Serious issues in French

Some where at some time a article on pedagogical issues in French was illicitly copied by me. It had appeared in The Modern Language Journal in 1988. It was written by John E. Joseph and was titled New French: A Pedagogical Crisis in the Making. It interested me b/c I had been reading a lot on French and other Romance languages in our times as opposed to the histories of the languages. I was interested in major shifts occurring in those languages, e.g. the shift from SVO to VSO in Spanish. I knew French had moved far beyond the other Romance languages in recrafting the basic Romance patterns developed since Latin. The traditional and allowable observation was that the Romance languages had become more analytical, departing gravely from their Latin mother. However, any changes since the 17th century were regarded with something akin to contempt.

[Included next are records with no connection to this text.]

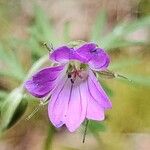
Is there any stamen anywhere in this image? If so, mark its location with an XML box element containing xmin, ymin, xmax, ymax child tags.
<box><xmin>44</xmin><ymin>43</ymin><xmax>54</xmax><ymax>52</ymax></box>
<box><xmin>71</xmin><ymin>79</ymin><xmax>74</xmax><ymax>84</ymax></box>
<box><xmin>68</xmin><ymin>73</ymin><xmax>71</xmax><ymax>78</ymax></box>
<box><xmin>82</xmin><ymin>120</ymin><xmax>89</xmax><ymax>143</ymax></box>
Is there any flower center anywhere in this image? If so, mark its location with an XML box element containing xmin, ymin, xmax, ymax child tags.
<box><xmin>68</xmin><ymin>63</ymin><xmax>88</xmax><ymax>83</ymax></box>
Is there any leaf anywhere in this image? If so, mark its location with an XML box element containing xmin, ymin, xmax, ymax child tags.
<box><xmin>109</xmin><ymin>58</ymin><xmax>141</xmax><ymax>70</ymax></box>
<box><xmin>123</xmin><ymin>74</ymin><xmax>150</xmax><ymax>86</ymax></box>
<box><xmin>98</xmin><ymin>17</ymin><xmax>150</xmax><ymax>50</ymax></box>
<box><xmin>1</xmin><ymin>88</ymin><xmax>27</xmax><ymax>131</ymax></box>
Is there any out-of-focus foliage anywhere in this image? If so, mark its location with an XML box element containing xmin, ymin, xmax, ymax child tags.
<box><xmin>0</xmin><ymin>6</ymin><xmax>150</xmax><ymax>148</ymax></box>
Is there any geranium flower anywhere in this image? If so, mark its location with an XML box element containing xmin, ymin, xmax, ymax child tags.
<box><xmin>25</xmin><ymin>43</ymin><xmax>112</xmax><ymax>132</ymax></box>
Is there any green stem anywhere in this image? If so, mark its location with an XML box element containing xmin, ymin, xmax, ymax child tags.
<box><xmin>44</xmin><ymin>125</ymin><xmax>54</xmax><ymax>150</ymax></box>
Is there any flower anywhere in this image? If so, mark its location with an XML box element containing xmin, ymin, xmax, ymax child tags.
<box><xmin>25</xmin><ymin>43</ymin><xmax>112</xmax><ymax>132</ymax></box>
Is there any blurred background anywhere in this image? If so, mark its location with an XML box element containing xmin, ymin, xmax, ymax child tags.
<box><xmin>0</xmin><ymin>0</ymin><xmax>150</xmax><ymax>150</ymax></box>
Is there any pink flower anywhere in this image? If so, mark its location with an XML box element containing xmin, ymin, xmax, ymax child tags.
<box><xmin>25</xmin><ymin>43</ymin><xmax>112</xmax><ymax>132</ymax></box>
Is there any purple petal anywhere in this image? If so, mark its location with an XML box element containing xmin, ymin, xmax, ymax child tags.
<box><xmin>76</xmin><ymin>43</ymin><xmax>110</xmax><ymax>70</ymax></box>
<box><xmin>76</xmin><ymin>43</ymin><xmax>97</xmax><ymax>62</ymax></box>
<box><xmin>66</xmin><ymin>79</ymin><xmax>87</xmax><ymax>132</ymax></box>
<box><xmin>84</xmin><ymin>79</ymin><xmax>105</xmax><ymax>121</ymax></box>
<box><xmin>48</xmin><ymin>77</ymin><xmax>71</xmax><ymax>128</ymax></box>
<box><xmin>88</xmin><ymin>70</ymin><xmax>112</xmax><ymax>108</ymax></box>
<box><xmin>25</xmin><ymin>66</ymin><xmax>64</xmax><ymax>98</ymax></box>
<box><xmin>50</xmin><ymin>46</ymin><xmax>74</xmax><ymax>63</ymax></box>
<box><xmin>88</xmin><ymin>48</ymin><xmax>110</xmax><ymax>71</ymax></box>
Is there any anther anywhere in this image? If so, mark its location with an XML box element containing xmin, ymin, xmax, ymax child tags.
<box><xmin>71</xmin><ymin>79</ymin><xmax>74</xmax><ymax>83</ymax></box>
<box><xmin>68</xmin><ymin>73</ymin><xmax>71</xmax><ymax>78</ymax></box>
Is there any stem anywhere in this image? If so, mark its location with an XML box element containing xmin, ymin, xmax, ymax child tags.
<box><xmin>44</xmin><ymin>125</ymin><xmax>54</xmax><ymax>150</ymax></box>
<box><xmin>82</xmin><ymin>120</ymin><xmax>89</xmax><ymax>143</ymax></box>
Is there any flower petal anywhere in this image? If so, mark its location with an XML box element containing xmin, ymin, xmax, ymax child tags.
<box><xmin>48</xmin><ymin>77</ymin><xmax>71</xmax><ymax>128</ymax></box>
<box><xmin>66</xmin><ymin>81</ymin><xmax>87</xmax><ymax>132</ymax></box>
<box><xmin>50</xmin><ymin>46</ymin><xmax>74</xmax><ymax>63</ymax></box>
<box><xmin>88</xmin><ymin>70</ymin><xmax>112</xmax><ymax>108</ymax></box>
<box><xmin>88</xmin><ymin>48</ymin><xmax>110</xmax><ymax>71</ymax></box>
<box><xmin>24</xmin><ymin>66</ymin><xmax>64</xmax><ymax>98</ymax></box>
<box><xmin>76</xmin><ymin>43</ymin><xmax>97</xmax><ymax>63</ymax></box>
<box><xmin>78</xmin><ymin>78</ymin><xmax>104</xmax><ymax>120</ymax></box>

At the same time, annals of language students were full of comments about arriving in France with a B.A. in French and not being able to make their way in the language. I had slotted that into the way French (and all languages) were taught, at least by the mid-80s I was thinking that way, under the influence of Krashen. But I was also pulled by the possible schism between the written and the spoken or colloquial language. What was happening there?
So I read the article with such great interest that I kept it. So when I began teaching my granddaughter French, I pulled the article out and reread it. Already I had been reading Rodney Ball’s Colloquial French, a linguistic approach to contemporary French as spoken in France. The article’s thrust, though, was what do teachers of French do when confronted with the conundrum of the colloquial language spoken by most French persons drifting so far away from the literary standard, and just what were the specific features of this drift anyway?
I always check the bibliographies of books or articles I read and both Ball and Joseph share a number of works on current French in their bibliographies. Since few French teachers in the U.S. have a background in linguistics, Ball’s book would probably be of little interest to them. Joseph states that the most conservative of those involved in French are doubtless U.S. teachers of French, possibly because they are on shaky ground when dealing with anything outside the literary standard.
While it has been fun sorting through my own usages and realizing that many years ago I seem to have picked up some non-standard features, the real issue remains: what do we teach and can there be compromises? Joseph makes an extremely interesting remark: the French will use colloquial French with an American but judge poorly an American who uses non-standard forms! I had to read that twice. So in France, what is sauce for the jars is not necessarily sauce for the oie. Hmmm.